Ohsumi's work continues to provide much of the foundation for our current understanding of autophagy.
Ohsumi's work continues to provide much of the foundation for our current understanding of autophagy.
Autophagy is a process by which cellular components are captured into organelles called autophagosomes and then brought to the lysosome or vacuole to be broken down and recycled for other uses. It frequently comes into play during starvation, allowing cells to survive periods of privation.
Yoshinori Ohsumi
PHOTO COURTESY OF YOSHINORI OHSUMI
Yoshinori Ohsumi survived privation while growing up in post–World War II Japan and struggled to establish his own course of independent research. But he persevered and went on to make key early discoveries in the field of autophagy (1, 2). In his work, he has identified most of the proteins and pathways involved in the process (3), demonstrated how they are regulated by proteins that sense cells’ metabolic states (4), and started to outline the fine mechanistic details of autophagosome formation in yeast (5, 6). In spite of all his successes, he was surprised by our request for an interview but nevertheless happy to speak with us about his work from his office at Tokyo Institute of Technology.
“We realized we had almost the entire pathway in our hands.”
EARLY LEAPS
How did you decide to go into a research career?
I was probably influenced by my father, who was a professor of engineering at Kyushu University. I was familiar with academic life while I was growing up. But whereas my father worked in a very industrially oriented field, I was more interested in the natural sciences. In high school I was interested in chemistry, so I entered the University of Tokyo to learn chemistry. I quickly discovered chemistry wasn't so attractive to me, because the field was already quite established. But I was lucky, I think, because the early 1960s was the golden age of molecular biology. I decided I wanted to work on that instead.
There were not very many molecular biology labs in Japan at that time. I joined Dr. Kazutomo Imahori's lab as a graduate student to study protein synthesis in E. coli. Unfortunately, I did not get very good results in my work, and, when I had finished my graduate studies, I discovered it was very difficult to find a good position in Japan. So, on Dr. Imahori's advice, I took a postdoctoral position with Dr. Gerald Edelman at The Rockefeller University in New York.
What did you work on there?
That was the hardest time in my life. [Laughs] As a graduate student I had worked on E. coli, but in Dr. Edelman's lab I switched to working on mammalian cell and developmental biology. I was supposed to establish a system for in vitro fertilization in mice, but I did not know very much about early embryology and I had only a very small number of eggs to work with. I grew very frustrated. Then, one and a half years later, Mike Jazwinski joined Edelman's lab, and I decided to work with him instead on studying DNA duplication in yeast. That was another huge leap for me, but it was also my first introduction to yeast cells, which I have worked with ever since.
Finally, I was offered a position as a junior professor in Yasuhiro Anraku's lab at the University of Tokyo and was able to return to Japan.
FIRST ADVANCE
Is that when you first started working on the yeast vacuole?
At that time, many people were studying the transport of ions and small molecules at the plasma membrane, but few people had started looking at transport across other organelle membranes.
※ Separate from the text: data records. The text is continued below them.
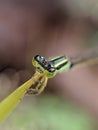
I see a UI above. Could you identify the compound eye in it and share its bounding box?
[35,55,45,63]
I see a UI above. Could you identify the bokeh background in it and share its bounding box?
[0,0,98,130]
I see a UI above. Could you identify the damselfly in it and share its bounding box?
[0,47,98,122]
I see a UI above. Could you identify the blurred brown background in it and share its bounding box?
[0,0,98,129]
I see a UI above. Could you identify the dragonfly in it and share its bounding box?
[0,47,98,123]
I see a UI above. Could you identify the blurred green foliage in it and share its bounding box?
[0,95,93,130]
The vacuole was thought to be just a garbage can in the cell, and not very many people were interested in its physiology, so I thought it would be good to study transport in the vacuole because I would not have much competition. Another reason I chose to study vacuole physiology is that, while I was in Dr. Edelman's lab, we had tried to isolate nuclei from yeast cells, and along the way we discovered that it was easy to get pure preparations of vacuoles. Using these preparations, I was able to find many active transport systems in the vacuolar membrane, including the vacuolar-type ATPase that pumps protons into the vacuole. So, I had a little bit of success, and eventually I finally got my own laboratory. But by that time I was 43 years old. I would not say I had a very successful career up to that point; I had many difficulties, but I mostly caused them myself. [Laughs]
Ohsumi and colleagues found that vesicles accumulate in the vacuole of starving yeast cells (1).
© 1992, THE ROCKEFELLER UNIVERSITY PRESS
You were working on your own when you first observed the autophagic process…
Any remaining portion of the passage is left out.